Notre travail contribue à la littérature existante de trois manières. Premièrement, à notre connaissance, nous sommes les premiers à créer un ensemble de données dans lequel le cadre réglementaire des pays concernant les données a été quantifié d’un descriptif à un indice mesurable. Bien que les travaux existants aient entrepris un exercice similaire en ce qui concerne d’autres politiques réglementaires sur les services (Arnold et al., 2015) ou plus généralement sur les barrières non tarifaires (Kee et al., 2009), à ce jour aucun travail n’a fait un effort similaire pour les politiques de données. Deuxièmement, nous associons notre indice de politique aux données de micro-niveau sur les performances de productivité des entreprises dans un groupe de pays. Cela s’écarte de la plupart des recherches précédentes qui sont basées sur un seul pays et nous permettent d’exploiter les différences entre les pays comme source supplémentaire de variation. Il nous permet également d’utiliser des effets fixes de l’année industrielle pour contrôler les changements possibles. De plus, le fait d’avoir un groupe de pays permet d’extrapoler les conclusions politiques à travers les pays. Troisièmement, nous fournissons des preuves solides de la manière dont ces politiques liées aux données affectent la productivité des entreprises qui dépendent davantage des données.
Le reste de cet article est organisé comme suit. La section suivante traite de la littérature précédente concernant l’utilisation et le transfert transfrontalier des données et leurs effets économiques associés. La section 3 détaille les trois ensembles de données utilisés dans cet article. Il fournit également une analyse descriptive de la manière dont l’utilisation des données dans différents secteurs est liée à la productivité. La section 4 présente la stratégie d’estimation et la section 5 examine les résultats de l’estimation. Enfin, la dernière section conclut en replaçant les résultats dans un contexte plus large.
2. Littérature connexe
Cet article est étroitement lié à la littérature précédente sur l’effet des politiques de services restrictives sur la productivité des entreprises en aval, comme Arnold et al. (2015; 2011). Conformément à leurs travaux sur les services, la stratégie d’identification de cet article pondère un indice des politiques de données restrictives par la part de l’utilisation des données d’entrée pour chaque secteur en aval. Cette valeur est ensuite régressée sur la PTF au niveau de l’entreprise. 1 La raison d’utiliser une méthodologie similaire est que les restrictions politiques sur les données sont étroitement liées à la réglementation des services, car de nombreux services numériques dépendent de l’utilisation et du transfert de données pour leur entreprise.
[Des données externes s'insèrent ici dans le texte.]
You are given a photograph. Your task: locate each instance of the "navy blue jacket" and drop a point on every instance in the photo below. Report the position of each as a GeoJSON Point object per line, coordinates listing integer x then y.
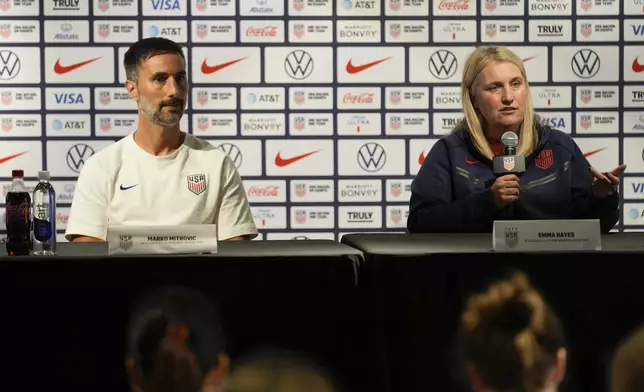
{"type": "Point", "coordinates": [451, 192]}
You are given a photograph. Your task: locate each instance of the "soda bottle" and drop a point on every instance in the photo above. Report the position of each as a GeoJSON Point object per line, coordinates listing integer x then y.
{"type": "Point", "coordinates": [44, 241]}
{"type": "Point", "coordinates": [18, 216]}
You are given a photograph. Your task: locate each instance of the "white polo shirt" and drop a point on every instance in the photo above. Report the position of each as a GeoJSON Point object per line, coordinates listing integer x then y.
{"type": "Point", "coordinates": [124, 185]}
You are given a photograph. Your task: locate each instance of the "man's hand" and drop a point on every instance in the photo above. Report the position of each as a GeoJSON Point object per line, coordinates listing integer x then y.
{"type": "Point", "coordinates": [605, 184]}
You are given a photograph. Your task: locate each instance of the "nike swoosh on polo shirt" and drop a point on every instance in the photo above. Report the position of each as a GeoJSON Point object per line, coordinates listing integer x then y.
{"type": "Point", "coordinates": [63, 69]}
{"type": "Point", "coordinates": [353, 69]}
{"type": "Point", "coordinates": [281, 162]}
{"type": "Point", "coordinates": [208, 69]}
{"type": "Point", "coordinates": [10, 157]}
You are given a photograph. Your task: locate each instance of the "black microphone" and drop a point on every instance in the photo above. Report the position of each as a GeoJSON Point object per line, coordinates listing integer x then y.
{"type": "Point", "coordinates": [509, 162]}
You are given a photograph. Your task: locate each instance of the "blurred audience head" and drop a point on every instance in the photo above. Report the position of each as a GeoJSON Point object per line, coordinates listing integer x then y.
{"type": "Point", "coordinates": [279, 371]}
{"type": "Point", "coordinates": [627, 369]}
{"type": "Point", "coordinates": [175, 343]}
{"type": "Point", "coordinates": [496, 98]}
{"type": "Point", "coordinates": [513, 340]}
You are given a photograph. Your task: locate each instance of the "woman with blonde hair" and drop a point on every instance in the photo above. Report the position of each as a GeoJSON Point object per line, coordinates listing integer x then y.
{"type": "Point", "coordinates": [513, 340]}
{"type": "Point", "coordinates": [456, 189]}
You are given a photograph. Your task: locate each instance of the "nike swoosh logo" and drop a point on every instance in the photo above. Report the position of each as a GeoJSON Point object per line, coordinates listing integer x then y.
{"type": "Point", "coordinates": [207, 69]}
{"type": "Point", "coordinates": [63, 69]}
{"type": "Point", "coordinates": [353, 69]}
{"type": "Point", "coordinates": [281, 162]}
{"type": "Point", "coordinates": [637, 67]}
{"type": "Point", "coordinates": [589, 153]}
{"type": "Point", "coordinates": [10, 157]}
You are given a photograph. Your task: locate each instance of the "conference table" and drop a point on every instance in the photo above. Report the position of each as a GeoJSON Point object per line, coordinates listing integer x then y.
{"type": "Point", "coordinates": [64, 316]}
{"type": "Point", "coordinates": [417, 286]}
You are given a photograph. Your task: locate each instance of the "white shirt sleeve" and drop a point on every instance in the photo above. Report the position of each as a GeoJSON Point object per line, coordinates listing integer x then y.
{"type": "Point", "coordinates": [234, 217]}
{"type": "Point", "coordinates": [89, 213]}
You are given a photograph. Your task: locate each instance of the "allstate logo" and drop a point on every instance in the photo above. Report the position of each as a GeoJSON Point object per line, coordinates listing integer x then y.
{"type": "Point", "coordinates": [153, 30]}
{"type": "Point", "coordinates": [633, 213]}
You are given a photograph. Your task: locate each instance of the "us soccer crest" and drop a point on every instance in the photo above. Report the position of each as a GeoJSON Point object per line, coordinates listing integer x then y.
{"type": "Point", "coordinates": [545, 159]}
{"type": "Point", "coordinates": [6, 97]}
{"type": "Point", "coordinates": [197, 183]}
{"type": "Point", "coordinates": [202, 97]}
{"type": "Point", "coordinates": [586, 121]}
{"type": "Point", "coordinates": [103, 5]}
{"type": "Point", "coordinates": [5, 30]}
{"type": "Point", "coordinates": [395, 30]}
{"type": "Point", "coordinates": [300, 216]}
{"type": "Point", "coordinates": [202, 30]}
{"type": "Point", "coordinates": [7, 124]}
{"type": "Point", "coordinates": [394, 122]}
{"type": "Point", "coordinates": [125, 242]}
{"type": "Point", "coordinates": [106, 124]}
{"type": "Point", "coordinates": [105, 97]}
{"type": "Point", "coordinates": [300, 190]}
{"type": "Point", "coordinates": [396, 189]}
{"type": "Point", "coordinates": [586, 95]}
{"type": "Point", "coordinates": [511, 236]}
{"type": "Point", "coordinates": [396, 215]}
{"type": "Point", "coordinates": [299, 123]}
{"type": "Point", "coordinates": [395, 96]}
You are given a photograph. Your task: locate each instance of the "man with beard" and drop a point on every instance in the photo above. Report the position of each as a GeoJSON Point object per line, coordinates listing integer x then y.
{"type": "Point", "coordinates": [159, 174]}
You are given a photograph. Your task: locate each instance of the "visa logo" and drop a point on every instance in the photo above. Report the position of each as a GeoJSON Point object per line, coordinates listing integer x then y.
{"type": "Point", "coordinates": [638, 187]}
{"type": "Point", "coordinates": [638, 30]}
{"type": "Point", "coordinates": [68, 99]}
{"type": "Point", "coordinates": [554, 122]}
{"type": "Point", "coordinates": [165, 5]}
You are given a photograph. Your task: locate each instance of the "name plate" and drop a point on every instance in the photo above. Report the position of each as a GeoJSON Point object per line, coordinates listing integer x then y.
{"type": "Point", "coordinates": [180, 239]}
{"type": "Point", "coordinates": [546, 235]}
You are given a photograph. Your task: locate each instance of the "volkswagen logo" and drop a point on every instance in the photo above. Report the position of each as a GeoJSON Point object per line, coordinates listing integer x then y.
{"type": "Point", "coordinates": [443, 64]}
{"type": "Point", "coordinates": [77, 155]}
{"type": "Point", "coordinates": [233, 152]}
{"type": "Point", "coordinates": [372, 157]}
{"type": "Point", "coordinates": [9, 65]}
{"type": "Point", "coordinates": [585, 63]}
{"type": "Point", "coordinates": [153, 30]}
{"type": "Point", "coordinates": [298, 64]}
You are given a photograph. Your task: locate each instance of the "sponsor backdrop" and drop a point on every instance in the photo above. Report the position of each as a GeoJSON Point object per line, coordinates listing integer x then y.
{"type": "Point", "coordinates": [328, 108]}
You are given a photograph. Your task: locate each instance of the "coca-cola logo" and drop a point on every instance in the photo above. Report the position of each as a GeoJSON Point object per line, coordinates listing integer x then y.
{"type": "Point", "coordinates": [266, 191]}
{"type": "Point", "coordinates": [358, 98]}
{"type": "Point", "coordinates": [18, 211]}
{"type": "Point", "coordinates": [62, 218]}
{"type": "Point", "coordinates": [454, 5]}
{"type": "Point", "coordinates": [266, 31]}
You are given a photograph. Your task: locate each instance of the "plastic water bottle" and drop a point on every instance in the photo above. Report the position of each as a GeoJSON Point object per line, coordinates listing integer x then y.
{"type": "Point", "coordinates": [44, 243]}
{"type": "Point", "coordinates": [18, 216]}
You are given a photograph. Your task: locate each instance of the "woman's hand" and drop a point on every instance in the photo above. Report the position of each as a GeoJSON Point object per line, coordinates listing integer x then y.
{"type": "Point", "coordinates": [605, 184]}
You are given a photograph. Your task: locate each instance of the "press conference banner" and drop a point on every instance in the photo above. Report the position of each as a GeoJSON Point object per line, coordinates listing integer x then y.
{"type": "Point", "coordinates": [328, 109]}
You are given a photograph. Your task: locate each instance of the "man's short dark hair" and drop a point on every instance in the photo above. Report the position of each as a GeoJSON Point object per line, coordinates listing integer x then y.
{"type": "Point", "coordinates": [145, 49]}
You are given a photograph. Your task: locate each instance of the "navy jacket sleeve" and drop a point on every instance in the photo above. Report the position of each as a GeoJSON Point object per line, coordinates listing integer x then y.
{"type": "Point", "coordinates": [432, 208]}
{"type": "Point", "coordinates": [584, 204]}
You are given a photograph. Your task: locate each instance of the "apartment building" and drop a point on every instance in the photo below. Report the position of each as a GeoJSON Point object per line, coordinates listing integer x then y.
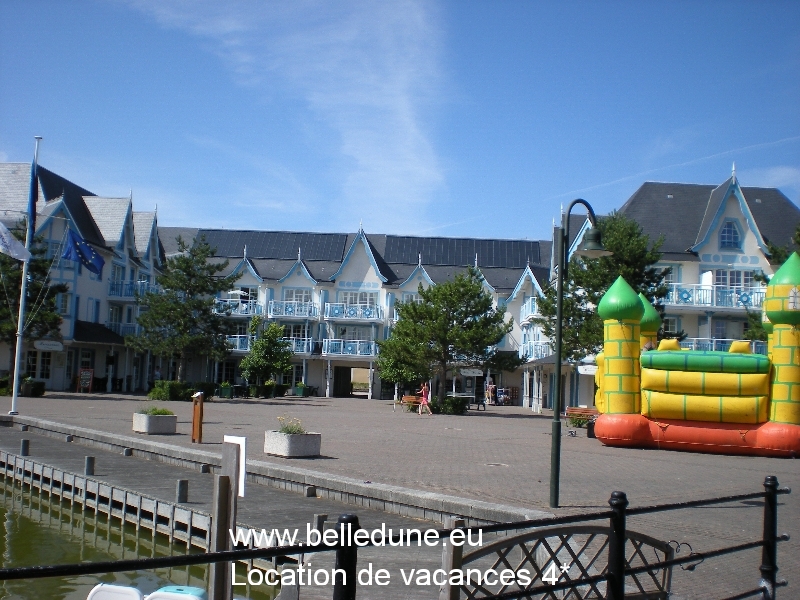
{"type": "Point", "coordinates": [335, 296]}
{"type": "Point", "coordinates": [99, 309]}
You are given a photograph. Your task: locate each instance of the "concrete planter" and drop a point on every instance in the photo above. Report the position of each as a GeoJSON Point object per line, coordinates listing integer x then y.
{"type": "Point", "coordinates": [292, 445]}
{"type": "Point", "coordinates": [155, 424]}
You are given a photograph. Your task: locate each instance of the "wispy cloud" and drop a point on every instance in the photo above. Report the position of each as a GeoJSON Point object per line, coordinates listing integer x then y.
{"type": "Point", "coordinates": [687, 163]}
{"type": "Point", "coordinates": [367, 70]}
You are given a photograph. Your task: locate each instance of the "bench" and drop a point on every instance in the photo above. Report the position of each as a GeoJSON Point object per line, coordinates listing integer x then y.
{"type": "Point", "coordinates": [411, 401]}
{"type": "Point", "coordinates": [576, 412]}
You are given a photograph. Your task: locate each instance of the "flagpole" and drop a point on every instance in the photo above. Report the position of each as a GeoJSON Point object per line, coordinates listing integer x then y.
{"type": "Point", "coordinates": [24, 284]}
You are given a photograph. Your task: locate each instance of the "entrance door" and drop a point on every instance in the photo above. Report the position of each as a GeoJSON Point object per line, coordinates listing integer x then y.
{"type": "Point", "coordinates": [342, 386]}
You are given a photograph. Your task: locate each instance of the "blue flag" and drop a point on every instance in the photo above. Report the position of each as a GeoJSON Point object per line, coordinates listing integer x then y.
{"type": "Point", "coordinates": [78, 250]}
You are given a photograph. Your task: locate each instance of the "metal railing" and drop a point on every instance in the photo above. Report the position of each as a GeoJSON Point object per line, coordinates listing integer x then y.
{"type": "Point", "coordinates": [237, 308]}
{"type": "Point", "coordinates": [355, 312]}
{"type": "Point", "coordinates": [130, 289]}
{"type": "Point", "coordinates": [689, 294]}
{"type": "Point", "coordinates": [300, 345]}
{"type": "Point", "coordinates": [349, 348]}
{"type": "Point", "coordinates": [240, 342]}
{"type": "Point", "coordinates": [278, 308]}
{"type": "Point", "coordinates": [527, 310]}
{"type": "Point", "coordinates": [720, 345]}
{"type": "Point", "coordinates": [535, 350]}
{"type": "Point", "coordinates": [123, 329]}
{"type": "Point", "coordinates": [619, 564]}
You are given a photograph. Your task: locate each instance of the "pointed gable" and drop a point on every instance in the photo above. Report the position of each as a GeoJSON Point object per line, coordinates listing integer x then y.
{"type": "Point", "coordinates": [360, 244]}
{"type": "Point", "coordinates": [110, 215]}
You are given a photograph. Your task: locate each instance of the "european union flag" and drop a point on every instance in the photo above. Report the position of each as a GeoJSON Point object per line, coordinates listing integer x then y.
{"type": "Point", "coordinates": [78, 250]}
Par exemple, Opresnik et Taisch (2015) montrent que les données sont générées par l’utilisation de services dans les processus de production des entreprises et que ces données sont exploitées dans les étapes ultérieures du processus de production pour des activités plus innovantes et de nouveaux services pour les consommateurs. Cela permet une extraction de valeur accrue à l’aide des mégadonnées et, par conséquent, les services liés aux données deviennent de plus en plus un facteur essentiel pour améliorer la productivité des entreprises. 2
Ce document suit une ligne similaire. Des politiques de données plus restrictives devraient avoir un effet négatif sur les entreprises en aval dans des secteurs qui dépendent des données dans leur processus de production. Aujourd’hui, de nombreuses entreprises des secteurs à forte intensité de données dépendent fortement des données et, par conséquent, les politiques qui restreignent l’utilisation et le transfert transfrontalier des données devraient réduire leur efficacité et, éventuellement, leur productivité. Pourtant, les politiques de données n’ont été mises à l’honneur ces dernières années qu’en raison de l’adoption généralisée des services d’informatique en nuage et de l’augmentation de la fourniture transfrontières de services sur Internet.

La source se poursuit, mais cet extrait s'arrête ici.